Julie Walters: ‘Who cares about getting old?’ | Tim Adams

Julie Walters: ‘Who cares about getting old?’ | Tim Adams

From Mamma Mia to Mo Mowlam, Julie Walters brings a unique streak of candour to everything she does...

From Mamma Mia to Mo Mowlam, Julie Walters brings a unique streak of candour to everything she does. The actor talks to Tim Adams about fame, family and farming

You don’t so much interview Julie Walters as have a natter with her. Though she is a dame now, she is suspicious of any sniff of pretension, so she undermines anything that sounds like a formal question with a hoot of laughter. And you feel a bit of a fool for trying to analyse her. She’s played so many mums and wives and housekeepers – from Petunia, Victoria Wood’s unhinged parent in Dinnerladies, to Molly Weasley in Harry Potter to Robbie Coltrane’s other half in National Treasure – it’s like she’s part of the family. In that sense, it is easy to forget what a liberated, gate-crashing actor Walters was when she first became a film star. To remind myself, before I’d come to meet her, I’d watched her in a YouTube clip receiving her first Bafta for Educating Rita in 1982, with her great mass of permed hair, boozy and heckling Audrey Hepburn and Michael Caine in her brummie accent.

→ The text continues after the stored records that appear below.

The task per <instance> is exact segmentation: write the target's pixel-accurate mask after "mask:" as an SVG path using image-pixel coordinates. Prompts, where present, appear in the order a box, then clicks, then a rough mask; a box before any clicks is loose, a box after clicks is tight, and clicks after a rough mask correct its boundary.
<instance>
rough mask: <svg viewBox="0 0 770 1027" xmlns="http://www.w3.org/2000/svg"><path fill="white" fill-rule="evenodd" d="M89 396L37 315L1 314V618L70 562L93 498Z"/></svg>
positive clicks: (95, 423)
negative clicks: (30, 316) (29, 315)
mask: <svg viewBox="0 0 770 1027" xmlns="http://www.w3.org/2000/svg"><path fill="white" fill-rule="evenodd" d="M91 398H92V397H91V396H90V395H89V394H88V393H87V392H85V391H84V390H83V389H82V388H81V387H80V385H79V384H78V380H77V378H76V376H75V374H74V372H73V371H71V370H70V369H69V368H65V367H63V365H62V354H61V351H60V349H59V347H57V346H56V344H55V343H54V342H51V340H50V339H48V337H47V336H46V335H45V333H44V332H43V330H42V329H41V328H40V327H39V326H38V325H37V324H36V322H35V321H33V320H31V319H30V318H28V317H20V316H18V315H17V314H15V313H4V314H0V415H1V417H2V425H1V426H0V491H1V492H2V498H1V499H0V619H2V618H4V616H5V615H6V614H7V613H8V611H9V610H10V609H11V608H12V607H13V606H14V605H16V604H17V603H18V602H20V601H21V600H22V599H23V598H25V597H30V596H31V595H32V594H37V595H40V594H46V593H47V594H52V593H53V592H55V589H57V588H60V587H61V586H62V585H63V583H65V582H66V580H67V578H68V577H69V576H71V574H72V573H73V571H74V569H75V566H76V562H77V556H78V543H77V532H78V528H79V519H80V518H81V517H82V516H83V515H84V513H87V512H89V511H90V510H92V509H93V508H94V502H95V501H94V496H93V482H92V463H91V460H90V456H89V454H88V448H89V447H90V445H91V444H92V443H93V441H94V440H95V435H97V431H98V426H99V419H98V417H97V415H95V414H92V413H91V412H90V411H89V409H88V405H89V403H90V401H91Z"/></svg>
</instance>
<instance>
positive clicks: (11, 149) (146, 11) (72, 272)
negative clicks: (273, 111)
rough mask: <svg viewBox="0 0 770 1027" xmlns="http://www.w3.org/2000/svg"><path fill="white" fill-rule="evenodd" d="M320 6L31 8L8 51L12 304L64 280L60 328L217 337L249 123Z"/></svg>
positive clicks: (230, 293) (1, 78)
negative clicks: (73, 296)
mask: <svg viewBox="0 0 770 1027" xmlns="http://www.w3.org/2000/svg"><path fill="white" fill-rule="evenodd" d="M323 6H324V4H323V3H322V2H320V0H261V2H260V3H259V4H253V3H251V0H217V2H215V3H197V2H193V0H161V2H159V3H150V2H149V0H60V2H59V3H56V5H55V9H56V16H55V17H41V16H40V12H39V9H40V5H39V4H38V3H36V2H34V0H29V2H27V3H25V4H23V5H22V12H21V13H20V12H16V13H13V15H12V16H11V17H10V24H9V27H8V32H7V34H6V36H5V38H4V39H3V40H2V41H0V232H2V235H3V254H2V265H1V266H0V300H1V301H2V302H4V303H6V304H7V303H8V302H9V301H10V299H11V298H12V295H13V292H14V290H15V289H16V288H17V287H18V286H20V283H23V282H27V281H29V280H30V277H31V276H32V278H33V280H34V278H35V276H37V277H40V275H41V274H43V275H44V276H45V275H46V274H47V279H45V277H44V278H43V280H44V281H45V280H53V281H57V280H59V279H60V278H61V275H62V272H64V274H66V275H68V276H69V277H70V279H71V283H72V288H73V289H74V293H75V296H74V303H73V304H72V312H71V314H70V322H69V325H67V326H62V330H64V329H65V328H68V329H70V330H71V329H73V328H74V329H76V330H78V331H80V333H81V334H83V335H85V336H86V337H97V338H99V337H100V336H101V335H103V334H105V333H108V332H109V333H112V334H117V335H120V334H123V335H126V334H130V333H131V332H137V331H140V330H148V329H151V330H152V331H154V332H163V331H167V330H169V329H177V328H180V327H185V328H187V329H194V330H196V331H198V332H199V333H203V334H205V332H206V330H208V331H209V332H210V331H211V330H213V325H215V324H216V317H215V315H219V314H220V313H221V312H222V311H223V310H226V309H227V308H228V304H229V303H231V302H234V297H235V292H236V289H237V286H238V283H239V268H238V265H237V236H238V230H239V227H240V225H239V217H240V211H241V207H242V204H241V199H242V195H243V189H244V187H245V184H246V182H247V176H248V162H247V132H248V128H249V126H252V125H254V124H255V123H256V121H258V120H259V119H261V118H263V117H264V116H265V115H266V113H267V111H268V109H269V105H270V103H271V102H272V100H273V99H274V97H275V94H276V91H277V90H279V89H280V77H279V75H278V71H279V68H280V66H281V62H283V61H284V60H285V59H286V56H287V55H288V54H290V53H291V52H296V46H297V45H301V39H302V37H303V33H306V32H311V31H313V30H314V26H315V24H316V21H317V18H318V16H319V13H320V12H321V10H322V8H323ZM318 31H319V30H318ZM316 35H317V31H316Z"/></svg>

There is still a bit of that about her at 67, once she gets talking. We’re sitting in a bare, whitewashed dressing room next to where she’s just had her picture taken in a John Travolta dance pose, and talking about the freedoms and restrictions of getting older. “I tend to think, ‘Oh frig it! Who cares?’” Walters says. “I remember reading in a magazine, you know, ‘You should never wear silver after 50.’ [She adopts the voice of Mary Whitehouse, or her mother.] That just makes me want to wear only silver until I am bloody 90, if I live that long.”